Flustered By Finances? Ask Ellen
HOW MUCH IS ENOUGH?
If I had a nickel for every time someone asked how much money is enough to retire on… People want an easy answer. Is it $1 million? Is the magic number $3 million? The truth is, it depends. It depends on your financial asset base, monthly expenses in retirement and sources of income in retirement, such as Social Security and pension.
It pays to fully understand your current expenses to best estimate future retirement expenses. Remember to increase your expectations for health care expenses in retirement and reduce expenses that may go away, such as mortgage payments and children’s expenses.
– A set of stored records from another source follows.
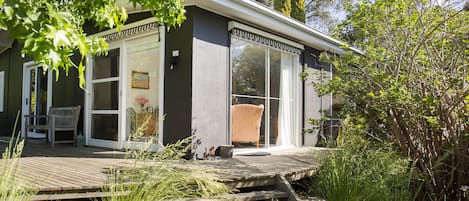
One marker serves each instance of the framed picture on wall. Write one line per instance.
(140, 80)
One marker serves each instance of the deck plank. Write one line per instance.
(72, 169)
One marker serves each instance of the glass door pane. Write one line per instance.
(105, 103)
(37, 97)
(32, 94)
(41, 95)
(142, 85)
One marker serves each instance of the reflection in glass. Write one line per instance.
(143, 104)
(274, 122)
(41, 96)
(254, 101)
(248, 68)
(250, 71)
(106, 96)
(106, 66)
(104, 126)
(275, 66)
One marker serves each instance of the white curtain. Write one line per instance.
(285, 123)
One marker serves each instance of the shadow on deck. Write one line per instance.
(68, 169)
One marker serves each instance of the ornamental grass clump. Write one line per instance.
(154, 175)
(360, 171)
(12, 188)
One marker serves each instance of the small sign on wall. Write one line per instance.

It makes sense to work with a financial planner who understands the vitally important role that Social Security plays and incorporates Social Security optimization strategies. There are a variety of complex strategies for taking benefits, but the Social Security Administration does not offer them to you unsolicited. There are optimal ways to take your benefit based on your age and health, and for couples there are clever combination strategies that can increase your benefits by thousands of dollars.
Once you have a handle on how much income you will receive from Social Security and pensions in retirement and how much your retirement expenses will be, you can determine how much you will need to supplement any deficit from your assets.
The table below is a simplified look at how much you will need in your retirement pot on Day#1 of your retirement. It assumes that you retire at age 70 and live 25 more years. It also assumes that your investments continue to grow over those 25 years at an average annual rate of 5%. It’s a simplified look for three reasons: (1) it doesn’t account for inflation (or health care cost inflation) - so to be extra prudent, expect your expense requirements to be much higher than you think; (2) it assumes that the markets grow at a consistent 5% per year, when quite possibly when you retire, the market could be in a down cycle- so again, be prudent and plan for a larger pot of money than you think you will need; (3) it doesn’t account for leaving money to your heirs.
So, for example, if you expect your expenses in retirement to be $80,000 per year and calculate your Social Security and pension income at $40,000, you will need to supplement your living expenses with $40,000 per year from your investments. In order to support $40,000 a year of investment consumption for 25 years, you will need about $564,000 at retirement.
There are many customized scenarios for different expectations for retirement age, investment growth rate and income requirements. Nor have I dealt with the really fun part: determining how much you need to invest every year to get to your pot of gold on Retirement Day #1!